Dass China den Konzern beziehungsweise die beiden Unternehmen mit dem Stern vollständig übernehmen könnte, weisen die Stuttgarter entschieden ab. „Diese These ist einfach Quatsch“, sagte ein hochrangiger Daimler-Manager dem Handelsblatt. Laut den Vertragsbedingungen stimmte BAIC zudem zu, die Anteile an Daimler nicht weiter zu erhöhen.

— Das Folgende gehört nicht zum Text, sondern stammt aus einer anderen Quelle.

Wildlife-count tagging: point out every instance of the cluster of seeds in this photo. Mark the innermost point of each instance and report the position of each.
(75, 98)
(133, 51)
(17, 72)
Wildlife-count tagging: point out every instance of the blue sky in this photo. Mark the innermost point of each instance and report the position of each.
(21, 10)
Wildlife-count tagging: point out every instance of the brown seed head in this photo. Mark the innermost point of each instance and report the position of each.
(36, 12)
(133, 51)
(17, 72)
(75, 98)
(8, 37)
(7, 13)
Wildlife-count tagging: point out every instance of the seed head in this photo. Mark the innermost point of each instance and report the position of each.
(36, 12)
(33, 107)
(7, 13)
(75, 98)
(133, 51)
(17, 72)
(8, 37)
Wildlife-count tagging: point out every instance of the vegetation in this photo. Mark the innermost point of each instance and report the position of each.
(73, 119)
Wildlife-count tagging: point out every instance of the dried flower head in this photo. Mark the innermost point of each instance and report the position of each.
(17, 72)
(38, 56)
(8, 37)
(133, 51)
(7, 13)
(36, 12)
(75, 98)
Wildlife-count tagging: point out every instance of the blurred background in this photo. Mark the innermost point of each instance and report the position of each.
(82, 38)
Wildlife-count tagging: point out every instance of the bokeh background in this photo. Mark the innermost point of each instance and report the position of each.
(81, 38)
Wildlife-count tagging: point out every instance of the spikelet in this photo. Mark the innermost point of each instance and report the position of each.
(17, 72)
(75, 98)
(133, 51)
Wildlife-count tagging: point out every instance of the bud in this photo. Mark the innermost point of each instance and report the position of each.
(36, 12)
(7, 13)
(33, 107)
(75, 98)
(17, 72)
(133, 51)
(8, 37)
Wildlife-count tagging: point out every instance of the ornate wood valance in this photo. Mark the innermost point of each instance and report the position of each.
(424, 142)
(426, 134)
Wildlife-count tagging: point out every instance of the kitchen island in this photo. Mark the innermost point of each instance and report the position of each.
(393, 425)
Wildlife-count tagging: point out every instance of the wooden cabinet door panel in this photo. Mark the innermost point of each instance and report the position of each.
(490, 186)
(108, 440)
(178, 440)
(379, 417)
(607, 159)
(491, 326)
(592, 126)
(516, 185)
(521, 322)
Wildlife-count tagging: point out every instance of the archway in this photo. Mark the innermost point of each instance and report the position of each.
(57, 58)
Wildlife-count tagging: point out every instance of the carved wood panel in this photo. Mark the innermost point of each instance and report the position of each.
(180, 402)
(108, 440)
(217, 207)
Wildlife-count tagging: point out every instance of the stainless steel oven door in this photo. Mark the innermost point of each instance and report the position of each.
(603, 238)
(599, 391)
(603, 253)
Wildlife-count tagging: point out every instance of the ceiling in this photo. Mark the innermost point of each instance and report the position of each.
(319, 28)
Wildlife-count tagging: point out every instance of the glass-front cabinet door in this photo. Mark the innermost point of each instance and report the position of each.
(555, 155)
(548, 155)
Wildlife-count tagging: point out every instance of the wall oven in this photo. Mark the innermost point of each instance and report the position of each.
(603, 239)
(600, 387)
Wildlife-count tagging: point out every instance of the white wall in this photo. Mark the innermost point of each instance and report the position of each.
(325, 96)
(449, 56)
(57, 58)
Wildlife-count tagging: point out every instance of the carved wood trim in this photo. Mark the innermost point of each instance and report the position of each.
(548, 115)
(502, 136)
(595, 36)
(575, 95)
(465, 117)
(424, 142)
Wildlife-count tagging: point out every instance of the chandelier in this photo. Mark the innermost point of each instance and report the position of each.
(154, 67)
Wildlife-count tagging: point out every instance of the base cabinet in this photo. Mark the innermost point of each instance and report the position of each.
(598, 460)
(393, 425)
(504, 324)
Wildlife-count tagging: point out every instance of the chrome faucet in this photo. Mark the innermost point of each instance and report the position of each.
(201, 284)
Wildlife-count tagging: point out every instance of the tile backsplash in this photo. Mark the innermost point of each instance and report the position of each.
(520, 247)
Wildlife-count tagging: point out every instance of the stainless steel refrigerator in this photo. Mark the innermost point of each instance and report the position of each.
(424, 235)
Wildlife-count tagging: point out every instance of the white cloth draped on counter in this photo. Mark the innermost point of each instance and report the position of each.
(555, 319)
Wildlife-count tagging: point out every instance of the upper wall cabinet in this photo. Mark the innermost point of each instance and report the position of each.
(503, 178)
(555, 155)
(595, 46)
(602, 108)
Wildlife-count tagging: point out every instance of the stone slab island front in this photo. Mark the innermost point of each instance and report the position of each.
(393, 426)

Mercedes-Benz AG will Modelle der EQ-Reihe direkt in China produzieren

Der Pressemitteilung der Daimler AG zufolge hält der schwäbische Konzern im Gegenzug einen Anteil von 9,55 Prozent an der in Hongkong notierten BAIC-Tochter BAIC Motor sowie eine Beteiligung von 2,46 Prozent an der in Shanghai notierten BAIC BluePark. Insgesamt scheinen die Stuttgarter laut der Mitteilung keine Bedrohung durch China, sondern Vorteile in der Zusammenarbeit zu sehen. „Wir freuen uns über das Engagement aller langfristig orientierten Aktionäre, die unsere Strategie unterstützen“, sagte Daimler- und Mercedes-Benz-Chef Ola Källenius. „Im Verlauf unserer Partnerschaft mit BAIC hat sich China zum größten globalen Markt für Mercedes-Benz und zu einem entscheidenden Treiber des Wandels zur Elektro-Mobilität und Digitalisierung entwickelt.“

Bei der E-Auto-Strategie der Mercedes-Benz AG, die besagt, man wolle ab 2030 nur noch batteriebetriebene Fahrzeuge bauen, spielt China als Absatzmarkt eine große Rolle. Laut der Pressemitteilung will der Konzern bis Ende dieses Jahres die bislang auf dem westlichen Markt angebotenen Modelle der Baureihe EQ auch in China auf den Markt gebracht haben. Die E-Autos EQA, EQB und EQC sollen sogar direkt in China gebaut werden, die elektrische Luxuslimousine Mercedes EQS wird wohl weiterhin in Sindelfingen entstehen. Der Marktstart für die neueste E-Limousine von Mercedes, dem EQE, ist in China im kommenden Jahr geplant.